Definisi Biomining secara utuh adalah proses ekstraksi mineral berharga dari bijihnya ataupun dari sisa tailing pertambangan dengan menggunakan bantuan mikroorganisme khususnya bakteri. Biomining ini merupakan teknologi yang efektif sekaligus ramah lingkungan yang dapat digunakan untuk menambang logam maupun material berharga.

Biomining ini merupakan penerapan dari proses bioleaching dan/atau biooksidasi. Keduanya memberikan pengertian berupa konversi mineral/logam yang berasal dari bijih mineralnya (ores) menjadi bentuk yang lebih larut dalam air (bioleaching) ataupun dalam wujud residu berupa padatan (biooksidasi) yang diaplikasikan dalam skala operasi yang lebih besar oleh industri pertambangan.
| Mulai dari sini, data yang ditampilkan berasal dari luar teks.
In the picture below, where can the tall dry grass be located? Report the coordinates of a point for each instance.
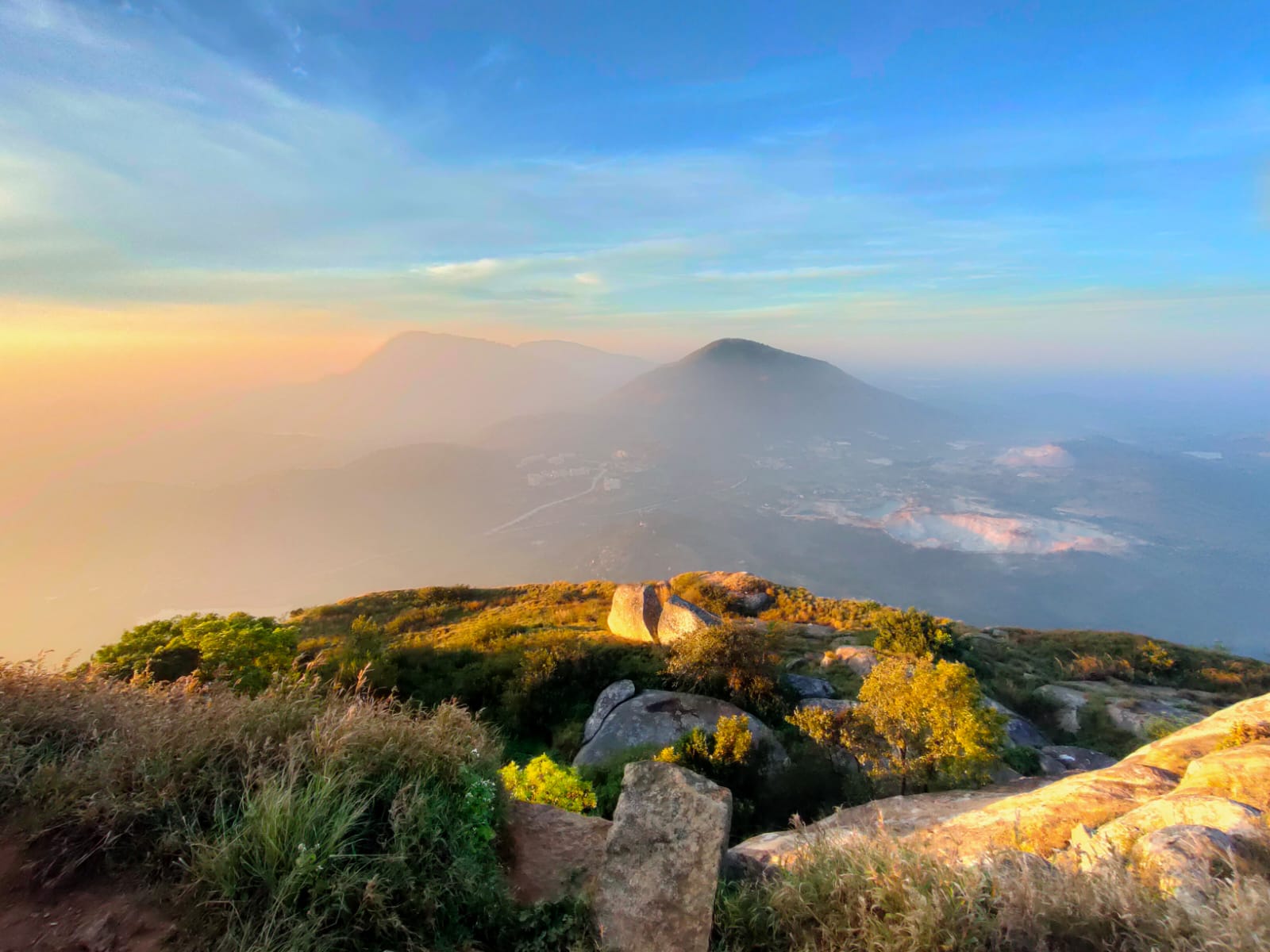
(296, 820)
(880, 896)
Dalam kegiatan industri pertambangan, Biomining ini dapat digunakan untuk memeroleh berbagai logam mineral seperti seng (Zn), kobalt (Co), tembaga (Cu), Emas (Au) dan masih banyak lagi. Namun dalam artikel ini saya akan lebih fokus membahas tentang penerapan Biomining untuk memeroleh logam tembaga (Cu) dan emas (Au) yang menggunakan bijih kualitas rendah (Low grade ores) maupun tailing sisa untuk mendapatkan persen hasil logam yang lebih banyak dibandingkan dengan menggunakan teknik tambang konvensional

Biomining pada Tembaga

Teknologi Biomining untuk memeroleh tembaga menggunakan prinsip dari proses bioleaching yang mengubah bijih tembaga yang umumnya berbentuk tembaga sulfida tak larut menjadi bentuk tembaga sulfat yang lebih larut dalam air. Proses ini bertujuan untuk menciptakan kondisi asam dari senyawa sulfur yang tereduksi sehingga dapat menghasilkan logam terlarut tembaga yang diinginkan untuk diproses lebih lanjut dalam proses smelting. Mikroba yang digunakan adalah bakteri Acidithiobacillus ferrooxidans yang secara alami hidup dan terdapat di dalam bijih mineral hasil tambang dan melalui biomining populasi bakteri tersebut ditingkatkan dan digunakan dalam reaksi berbasis microbial leaching.

.

Proses reaksi utama pada bioleaching pada tembaga dimulai ketika terjadi oksidasi spontan dari sulfida oleh ion Fe(III) yang dihasilkan dari proses oksidasi ion Fe(II) oleh bakteri A. ferrooxidans. Fe(II) yang dioksidasi oleh bakteri ini terkandung secara alami dalam bijih tembaga. Reaksi oksidasi spontan CuS dengan ion Fe(III) berlangsung dalam kondsi anaerob (tidak ada O2) sehingga dihasilkan ion Cu(II) serta ion Fe(II) pada akhir reaksinya. Efisiensi dari proses leaching ini dapat dilakukan dengan menggunakan tempat pembuangan seperti kolam besar yang dalam untuk menciptakan kondisi anoksigenik.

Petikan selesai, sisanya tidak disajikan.